Leak in Willets Causes Some Ceiling Collapse

Editor’s note: This article was initially published in The Daily Gazette, Swarthmore’s online, daily newspaper founded in Fall 1996. As of Fall 2018, the DG has merged with The Phoenix. See the about page to read more about the DG.

Ceiling damage caused by leakage in Willets

Willets’ third floor has reported several leaks that appear to have been caused by rainwater dripping through the ceiling. Maintenance has reported making repairs on September 15, however, the first test of the Willets’ roof will be the next rain shower and many students have voiced concern.

“The story of the leak,” writes Willets Third resident Jean Dalhquist ’11 in an online interview, “is that it rained… a lot… and then there was a piece of ceiling on the floor the size of a small child and our own little lake.” Leaks have been identified in both bathrooms as well as the central stairwell.

Robin Collin ’11, another resident first noticed the leaks about a week ago, “The ceilings began to leak the first rainy day we had since school began. The leak in the girls’ bathroom is right next to the lights near the toilet stalls and the paint is peeling off the ceiling. Whenever it rains the floor is drenched in water and the same occurs in the stairwells.”

Swarthmore’s Director of Maintenance, Ralph P. Thayer, was first made aware of the leak on September 8 and identified the problem as “a section of metal called a termination bar which binds the EPDM rubber roof membrane to the coping (topmost part of the exterior wall).” The roof repair company then made repairs on September 15.

Thayer elaborated that while EPDM is a common roofing material that resists the sun’s heat well, it is difficult to patch with tar products and must be “absolutely dry and clean to affect repairs.” He explained, “In a rain storm with an active leak that’s a real problem.” Willets’ roof is scheduled to be replaced in a few years, the current roof dating to 1990.

Some students, however, are voicing concerns that more attention should be paid to these kinds of maintenance issues. Jake Mrozewski ’11, citing leaks in Willets and Sharples, states, “For a school with such a high budget-to-student ratio, problems that affect day-to-day living seem to take longer to address than things like landscaping ‘issues.’ Why do kids pay so much if the paint is peeling in the dorms and the roofs are leaking?”

Willets Third South R.A. Kelsey Hatzell ’09, offers a somewhat different perspective: “The leak has been somewhat of a bonding experience on Willets Third South.
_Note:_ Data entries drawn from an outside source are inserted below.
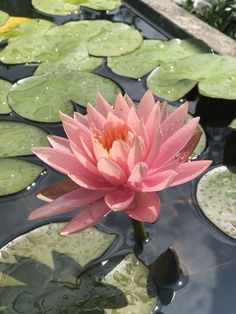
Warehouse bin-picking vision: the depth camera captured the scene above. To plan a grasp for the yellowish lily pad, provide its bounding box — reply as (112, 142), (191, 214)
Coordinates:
(0, 158), (43, 196)
(197, 166), (236, 239)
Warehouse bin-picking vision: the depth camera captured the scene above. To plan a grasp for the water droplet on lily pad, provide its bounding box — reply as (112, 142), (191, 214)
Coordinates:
(197, 166), (236, 239)
(0, 121), (49, 157)
(8, 71), (120, 122)
(0, 158), (43, 196)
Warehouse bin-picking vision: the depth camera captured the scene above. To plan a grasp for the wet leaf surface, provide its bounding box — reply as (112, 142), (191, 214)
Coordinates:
(8, 71), (120, 122)
(0, 158), (43, 196)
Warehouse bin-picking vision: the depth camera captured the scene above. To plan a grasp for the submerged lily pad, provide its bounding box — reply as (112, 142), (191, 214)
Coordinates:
(147, 54), (236, 100)
(0, 223), (156, 314)
(0, 11), (9, 26)
(88, 23), (143, 56)
(8, 71), (120, 122)
(108, 39), (209, 79)
(197, 166), (236, 239)
(0, 158), (43, 196)
(0, 79), (12, 113)
(147, 68), (197, 101)
(0, 121), (49, 157)
(32, 0), (121, 15)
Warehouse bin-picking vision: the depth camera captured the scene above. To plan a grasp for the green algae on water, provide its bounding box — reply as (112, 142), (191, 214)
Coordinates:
(0, 121), (49, 158)
(0, 158), (44, 196)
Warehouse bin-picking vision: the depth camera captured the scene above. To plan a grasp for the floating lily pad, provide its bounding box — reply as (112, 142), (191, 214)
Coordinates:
(0, 80), (12, 113)
(88, 23), (143, 56)
(0, 158), (43, 196)
(147, 68), (197, 101)
(34, 40), (103, 75)
(0, 121), (49, 157)
(147, 54), (236, 100)
(0, 11), (9, 26)
(8, 71), (120, 122)
(108, 39), (209, 79)
(0, 16), (55, 42)
(104, 254), (157, 314)
(197, 166), (236, 239)
(32, 0), (121, 15)
(0, 223), (156, 314)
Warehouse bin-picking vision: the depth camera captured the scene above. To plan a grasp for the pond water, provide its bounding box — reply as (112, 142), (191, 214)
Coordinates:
(0, 0), (236, 314)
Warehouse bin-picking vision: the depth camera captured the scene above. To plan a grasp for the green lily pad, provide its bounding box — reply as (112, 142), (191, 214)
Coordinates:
(197, 166), (236, 239)
(0, 121), (49, 157)
(0, 11), (9, 26)
(0, 80), (12, 114)
(146, 67), (197, 101)
(32, 0), (121, 15)
(108, 39), (209, 79)
(88, 23), (143, 56)
(0, 223), (156, 314)
(8, 71), (120, 122)
(34, 40), (103, 75)
(0, 17), (56, 42)
(0, 158), (43, 196)
(198, 72), (236, 99)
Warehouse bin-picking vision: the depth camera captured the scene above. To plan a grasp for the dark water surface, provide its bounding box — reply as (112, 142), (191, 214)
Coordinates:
(0, 0), (236, 314)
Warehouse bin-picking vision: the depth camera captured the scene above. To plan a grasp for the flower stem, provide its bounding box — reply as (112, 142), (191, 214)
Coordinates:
(131, 218), (147, 242)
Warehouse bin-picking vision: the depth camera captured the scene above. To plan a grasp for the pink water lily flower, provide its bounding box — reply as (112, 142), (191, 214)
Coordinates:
(29, 91), (211, 235)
It promotes daily conversations on which area to be especially cautious about in terms of ceiling fragments cascading from the walls.”
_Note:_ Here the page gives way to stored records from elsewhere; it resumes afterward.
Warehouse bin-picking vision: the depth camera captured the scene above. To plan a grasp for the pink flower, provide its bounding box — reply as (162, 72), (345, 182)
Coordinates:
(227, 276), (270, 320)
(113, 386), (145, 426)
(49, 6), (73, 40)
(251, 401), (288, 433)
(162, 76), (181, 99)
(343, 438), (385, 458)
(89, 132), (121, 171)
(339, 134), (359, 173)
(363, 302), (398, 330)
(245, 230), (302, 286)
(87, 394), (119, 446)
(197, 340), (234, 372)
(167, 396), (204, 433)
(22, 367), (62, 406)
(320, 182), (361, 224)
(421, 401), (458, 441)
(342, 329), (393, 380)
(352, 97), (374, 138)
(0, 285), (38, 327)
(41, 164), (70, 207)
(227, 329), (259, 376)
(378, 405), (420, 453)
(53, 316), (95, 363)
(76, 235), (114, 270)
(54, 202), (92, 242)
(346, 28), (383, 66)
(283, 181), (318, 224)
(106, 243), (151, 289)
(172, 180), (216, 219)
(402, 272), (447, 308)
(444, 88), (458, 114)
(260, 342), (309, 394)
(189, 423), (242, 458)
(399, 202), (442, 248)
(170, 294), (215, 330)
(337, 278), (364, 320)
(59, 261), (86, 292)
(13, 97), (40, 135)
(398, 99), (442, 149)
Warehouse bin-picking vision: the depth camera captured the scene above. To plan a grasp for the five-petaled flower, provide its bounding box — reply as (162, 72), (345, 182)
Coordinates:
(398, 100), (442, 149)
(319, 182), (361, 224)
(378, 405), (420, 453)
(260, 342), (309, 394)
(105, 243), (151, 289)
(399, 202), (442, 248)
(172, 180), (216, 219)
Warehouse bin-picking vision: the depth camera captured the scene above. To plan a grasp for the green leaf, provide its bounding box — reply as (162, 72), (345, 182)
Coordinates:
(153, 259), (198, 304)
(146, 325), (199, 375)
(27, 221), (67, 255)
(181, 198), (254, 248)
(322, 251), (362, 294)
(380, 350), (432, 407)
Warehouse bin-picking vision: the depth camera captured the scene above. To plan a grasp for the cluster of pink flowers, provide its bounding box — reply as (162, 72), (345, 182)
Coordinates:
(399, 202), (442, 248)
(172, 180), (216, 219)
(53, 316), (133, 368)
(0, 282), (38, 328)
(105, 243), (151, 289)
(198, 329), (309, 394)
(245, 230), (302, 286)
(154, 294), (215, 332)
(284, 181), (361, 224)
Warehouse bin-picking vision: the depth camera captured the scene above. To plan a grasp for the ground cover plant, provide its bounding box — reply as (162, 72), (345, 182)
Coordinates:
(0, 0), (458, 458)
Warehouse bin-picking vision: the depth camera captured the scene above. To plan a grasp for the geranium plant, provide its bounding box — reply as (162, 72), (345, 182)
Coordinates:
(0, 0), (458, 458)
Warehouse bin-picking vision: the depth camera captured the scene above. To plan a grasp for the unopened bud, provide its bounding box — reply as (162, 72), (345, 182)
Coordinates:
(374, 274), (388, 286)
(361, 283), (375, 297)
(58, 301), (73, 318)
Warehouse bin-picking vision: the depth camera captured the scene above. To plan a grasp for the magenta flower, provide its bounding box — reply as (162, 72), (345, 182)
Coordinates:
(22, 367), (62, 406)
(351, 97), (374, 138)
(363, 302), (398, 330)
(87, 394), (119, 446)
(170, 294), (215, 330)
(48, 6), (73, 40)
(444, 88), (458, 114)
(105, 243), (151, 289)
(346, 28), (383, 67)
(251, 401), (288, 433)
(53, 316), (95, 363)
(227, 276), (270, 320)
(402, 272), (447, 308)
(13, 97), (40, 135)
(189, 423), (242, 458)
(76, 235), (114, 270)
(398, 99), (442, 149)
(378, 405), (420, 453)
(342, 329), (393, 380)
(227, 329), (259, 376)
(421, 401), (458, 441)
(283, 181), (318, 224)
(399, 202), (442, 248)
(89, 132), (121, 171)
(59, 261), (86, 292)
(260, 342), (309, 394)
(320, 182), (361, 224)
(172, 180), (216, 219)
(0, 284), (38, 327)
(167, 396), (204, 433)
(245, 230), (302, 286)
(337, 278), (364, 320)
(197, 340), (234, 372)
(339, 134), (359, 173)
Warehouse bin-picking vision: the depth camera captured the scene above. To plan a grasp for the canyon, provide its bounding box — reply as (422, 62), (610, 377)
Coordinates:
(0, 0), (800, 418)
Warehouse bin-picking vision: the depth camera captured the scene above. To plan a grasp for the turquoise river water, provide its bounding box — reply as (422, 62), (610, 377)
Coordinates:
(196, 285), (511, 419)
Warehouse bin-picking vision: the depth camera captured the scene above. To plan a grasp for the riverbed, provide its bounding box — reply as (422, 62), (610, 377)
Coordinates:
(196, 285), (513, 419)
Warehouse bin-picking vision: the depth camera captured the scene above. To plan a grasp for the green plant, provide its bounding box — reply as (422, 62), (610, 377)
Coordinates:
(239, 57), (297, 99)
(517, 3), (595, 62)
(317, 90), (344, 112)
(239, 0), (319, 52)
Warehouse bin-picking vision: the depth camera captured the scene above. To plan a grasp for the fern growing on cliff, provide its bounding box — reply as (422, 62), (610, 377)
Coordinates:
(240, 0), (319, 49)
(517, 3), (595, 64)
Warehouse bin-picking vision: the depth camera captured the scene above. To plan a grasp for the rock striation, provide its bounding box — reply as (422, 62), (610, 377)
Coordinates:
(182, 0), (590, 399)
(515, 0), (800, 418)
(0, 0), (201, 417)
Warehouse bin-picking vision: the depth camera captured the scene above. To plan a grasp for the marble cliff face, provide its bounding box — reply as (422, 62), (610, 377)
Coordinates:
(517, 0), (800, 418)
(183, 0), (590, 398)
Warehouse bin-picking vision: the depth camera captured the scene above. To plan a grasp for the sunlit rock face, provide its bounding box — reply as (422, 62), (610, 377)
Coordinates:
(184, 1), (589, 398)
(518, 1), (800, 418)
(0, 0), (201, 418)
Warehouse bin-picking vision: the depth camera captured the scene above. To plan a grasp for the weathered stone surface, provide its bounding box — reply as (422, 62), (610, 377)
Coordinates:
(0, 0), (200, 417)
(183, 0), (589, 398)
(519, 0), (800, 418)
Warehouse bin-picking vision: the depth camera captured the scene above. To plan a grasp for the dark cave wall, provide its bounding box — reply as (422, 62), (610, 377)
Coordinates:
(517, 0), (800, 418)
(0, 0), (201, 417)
  1. While I realize that the school’s large endowment and “high budget-to-student ratio” is often cited in regards to various issues, I think this issue (and others like it, i.e. the Sharples leak) is just embarrasing.

    On the other hand, I rarely see students making any exceptional effort (or any effort at all, perhaps) to take care of the dorms for future classes, or for themselves for that matter. Maybe someone should start a group for that too.